— Щиплет, точно горчичник, — пожаловалась она, и никто ей не ответил.
Потом почувствовала, что поднимается над землей, — это Стамов подхватил ее на руки. Она пыталась освободиться, кричала:
— Сережка, сумасшедший! Пусти! Да пусти ты!
Потом спокойнее:
— Сережка, это глупо...
Сережины ноги в высоких сапогах буровили воду, как весла. Он молчал и смотрел прямо перед собой. Прижавшись щекой к его кожаному рукаву, Аня просила нежно:
— Сереженька, я очень тяжелая... не надо!
Лицо ее было обращено к небу, и видела она белые, красноватые и голубые звезды и лунный серп, окруженный светлыми перьями облаков. Все это качалось, танцевало и кружилось вокруг лица Сергея, отражалось в его глазах, упорно обращенных вперед. Он держал ее бережно, не сжимая, но она не могла пошевелиться. Ей казалось, что глаза его видели ее, не глядя, а руки ласкали ее, оставаясь неподвижными. Длилось это долго, так долго, что забыла она о другом спутнике и вся отдалась неспокойному, смутному чувству, охватившему ее. А когда Сергей остановился, она увидела рядом темную фигуру и услышала знакомый досадливый голос:
— Теперь уж мы пойдем, как все люди ходят. Здесь дорога.
Она вспыхнула, и у нее похолодело сердце от стыда. А Сергей поставил ее на сухую землю и тихо сказал:
— Приехали.
Была весна тысяча девятьсот тридцать первого года. В окрестностях города оживали пустые степи. Днем они пестрели вышками, свежевырытыми котлованами да канавами, полными мазутной грязи. А по ночам над ними дрожало зарево электрических огней.
Люди, никогда до той поры не выезжавшие из города, в один день снимались с насиженных мест, ехали на Урал добывать руду, в Туркестан — выращивать хлопок. Уезжали они надолго, быть может навсегда, и провожали их не со слезами, а с песнями и музыкой.
Впрочем, не все в этом городе строили, не все радовались стройке, и не все пели песни. На нефтяном промысле, где отбывала практику Аня Мельникова, работал инженер Енисейцев. Он носил зеленую фуражку с металлическими молоточками (на бледном лбу фуражка оставляла багровый обруч). В густой растрепанной бородке его стальными проволочками вились седые волосы. Усадив Аню в кресло в своем кабинете, он сказал:
— Я прочел ваш отчет. Бурения вы не знаете и едва ли когда-нибудь станете инженером. Но я беру перо, макаю его в чернила (он обмакнул перо) и подписываю ваш отчет (он подписал). Почему я это делаю? Вопрос!
Он подскочил в кресле и склонил голову к плечу в каком-то полушутовском, полуискреннем недоумении. И изменив тотчас же выражение лица, ответил сам себе:
— Я делаю это потому, что счи-та-ю бес-смыс-лицей говорить об успеваемости, когда студенты не знают грамматики. Ведь этот ваш Сережка — он пишет «стойком» вместо «стоймя» и «грузовик едет». Заметьте, не идет, а едет! У. вас такие перлы не встречаются. И ногти у вас... это самое... не обкусаны, — по теперешнему времени достойно высшей оценки!
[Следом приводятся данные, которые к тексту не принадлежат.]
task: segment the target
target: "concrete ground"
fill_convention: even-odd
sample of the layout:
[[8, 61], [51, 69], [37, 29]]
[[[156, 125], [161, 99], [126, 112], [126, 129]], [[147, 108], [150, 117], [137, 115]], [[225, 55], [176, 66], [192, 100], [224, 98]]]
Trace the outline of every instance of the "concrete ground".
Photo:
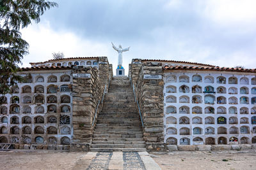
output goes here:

Этот человек умел как-то особенно хрустеть пальцами — точно сухое лыко драл. Глаза у него были не сердитые, как его речи, а печальные и испуганные, как будто он все время боялся, что его ударят по лицу.
— Слово «инженер», — продолжал Енисейцев, как бы рассуждая с самим собой, — происходит от французского «ingenieux», что означает «искусный» или «изобретательный». С момента изобретения паровой машины воспитывалась эта каста, и она создала промышленность, средства сообщения и связи... и вот эти вышки!
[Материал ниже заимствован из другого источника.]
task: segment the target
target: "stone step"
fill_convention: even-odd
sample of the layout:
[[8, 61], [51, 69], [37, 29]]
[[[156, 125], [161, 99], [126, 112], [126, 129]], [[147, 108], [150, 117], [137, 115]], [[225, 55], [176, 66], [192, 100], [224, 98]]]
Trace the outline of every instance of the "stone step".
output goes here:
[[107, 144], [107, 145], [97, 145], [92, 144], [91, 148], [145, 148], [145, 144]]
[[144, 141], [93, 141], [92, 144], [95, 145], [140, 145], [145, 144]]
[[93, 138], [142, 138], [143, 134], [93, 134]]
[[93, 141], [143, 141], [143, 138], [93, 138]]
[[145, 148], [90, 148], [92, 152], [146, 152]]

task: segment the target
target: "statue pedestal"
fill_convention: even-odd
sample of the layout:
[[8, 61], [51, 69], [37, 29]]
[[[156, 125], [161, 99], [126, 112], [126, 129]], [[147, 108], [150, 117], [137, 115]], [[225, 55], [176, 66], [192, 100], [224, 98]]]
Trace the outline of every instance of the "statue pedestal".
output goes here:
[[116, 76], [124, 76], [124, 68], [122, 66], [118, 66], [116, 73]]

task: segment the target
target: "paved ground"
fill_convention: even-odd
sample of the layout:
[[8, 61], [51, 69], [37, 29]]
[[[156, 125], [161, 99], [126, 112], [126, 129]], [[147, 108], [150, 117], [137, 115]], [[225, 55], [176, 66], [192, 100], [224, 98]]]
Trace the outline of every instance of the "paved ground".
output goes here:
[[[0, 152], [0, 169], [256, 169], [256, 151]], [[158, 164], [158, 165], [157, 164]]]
— Создали, положим, рабочие, — заметила Аня. — А про инженеров пустое вы говорите. Одни служат народу, а другие по хозяевам скучают. Одни — созидатели, а другие — лакеи. А вы говорите — каста!
Енисейцев замахал руками:
— Позвольте, позвольте, все мы работаем честно. Но попробуйте заменить меня Сережкой, и от цивилизации не останется пня. Гайки не построите!
Енисейцев встал и прошелся по кабинету.
— По-видимому, мы просто не поняли друг друга, — сказал он мягко. — Кто внушил вам, будто специалисты враждебны? Мы живем и мыслим в иной плоскости, вот и все. Одностороннее развитие — наша профессиональная болезнь, если хотите. Я всю жизнь занимался наукой и в политике, извините, ни черта не смыслю. От меня требуется только трудиться, и, поверьте, я искренне хочу быть полезным. Используйте меня там, где я силен, и не трогайте моих слабостей. Вот как надо решать вопрос!